Schweben über dem Rhein: die Seilbahn Koblenz verbindet das Konrad-Adenauer-Ufer mit der Ehrenbreitsteiner Festung
Schweben über dem Rhein: die Seilbahn Koblenz verbindet das Konrad-Adenauer-Ufer mit der Ehrenbreitsteiner Festung
© Doppelmayr

Auch in Linz, Innsbruck, Salzburg und nicht zuletzt Graz ist (oder war) schon die Rede von urbanen Seilbahnen. Davon umgesetzt wurde aus verschiedenen Gründen noch keine. International gibt es indes viele Erfolgsprojekte, wie man bei Doppelmayr in Wolfurt, dem Marktführer im Seilbahnbau, im Gespräch betont. Allerdings nicht in Europa: "Das größte urbane Seilbahnprojekt, das unser Unternehmen realisieren durfte, ist das Seilbahnnetz 'Mi Teleféricoin' in La Paz (Bolivien, Anmerkung). Über 30 Kilometer Seilbahn mit zehn Linien sind dort zum Hauptverkehrsmittel geworden. Es verbindet die zusammengewachsenen Großstädte El Alto und La Paz", sagt die für Öffentlichkeitsarbeit zuständige Julia Schwärzler. In fünf Jahren wurden dort 200 Millionen Fahrgäste befördert.

Die Portland Aerial Tram ist eine Luftseilbahn in Portland (Oregon)
Die Portland Aerial Tram ist eine Luftseilbahn in Portland (Oregon)
© Doppelmayr



Sie und ihr Unternehmen sehen naturgemäß viel Potenzial für schwebenden Nahverkehr: "In den letzten Jahren hat das Thema so richtig Fahrt aufgenommen. Nachhaltige Mobilität wird immer stärker diskutiert, die Seilbahn ist seit Jahrzehnten elektromobil, energieeffizient und umweltfreundlich." 2017 (damals wälzte man ähnliche Pläne, Anmerkung) hat es bereits Gespräche zwischen dem Projekt-Initiator und Doppelmayr gegeben: "Wir sind bereit, da anzuknüpfen."

Die Singapur-Seilbahn verbindet den Mount Faber mit der Resortinsel Sentosa und führt direkt über den Kreuzfahrthafen von Singapur
Die Singapur-Seilbahn verbindet den Mount Faber mit der Resortinsel Sentosa und führt direkt über den Kreuzfahrthafen von Singapur
© Doppelmayr



Die Kapazitäten? "Seilbahnen können – abhängig vom System – bis zu 6000 Personen pro Stunde und Richtung transportieren (in Wien geht man von 2000 aus, Anmerkung)." Die Implementierung in verbautes Gebiet sei machbar: "Seilbahnbau trifft auf die gleichen Herausforderungen wie andere Infrastrukturprojekte. Es braucht klare Vorgaben der Politik. Auch die Regelung von Überflugrechten bei Privateigentum muss aktiv behandelt werden." Schwärzler betont: "Seilbahnen können rasch aufgebaut werden. Während des Baus werden nur einzelne kleine Baufelder benötigt, das Stadtleben kann also wie gewohnt stattfinden. Die Seilbahn braucht nur ein paar Stützenstandorte, sie erschließt aber eine neue, unabhängige Verkehrsebene."

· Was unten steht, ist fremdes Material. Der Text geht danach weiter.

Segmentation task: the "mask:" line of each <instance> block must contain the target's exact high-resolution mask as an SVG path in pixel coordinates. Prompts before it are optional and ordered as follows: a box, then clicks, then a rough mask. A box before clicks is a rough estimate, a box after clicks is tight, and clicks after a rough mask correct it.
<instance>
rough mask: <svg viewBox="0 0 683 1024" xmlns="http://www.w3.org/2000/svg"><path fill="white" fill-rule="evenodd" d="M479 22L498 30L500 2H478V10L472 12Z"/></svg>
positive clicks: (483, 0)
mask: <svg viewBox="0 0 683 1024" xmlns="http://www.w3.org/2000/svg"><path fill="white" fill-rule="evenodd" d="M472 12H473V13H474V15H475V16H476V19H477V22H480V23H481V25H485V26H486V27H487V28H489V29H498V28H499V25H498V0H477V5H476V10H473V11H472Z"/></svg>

Die Emirates Air Line ist eine Luftseilbahn, die im östlichen Teil Londons die Stadtteile Greenwich und Docklands verbindet
Die Emirates Air Line ist eine Luftseilbahn, die im östlichen Teil Londons die Stadtteile Greenwich und Docklands verbindet
© Doppelmayr



Relativ unbekannt ist mittlerweile, dass es in Wien schon einmal eine Stadtsteilbahn gab: Während der Internationalen Gartenschau im Jahr 1964 transportierte ein Zweiersessellift die Besucher durch die weitläufige Anlage des heutigen Donauparks. In den 1980er-Jahren wurde diese Anlage schließlich eingestellt und abgetragen.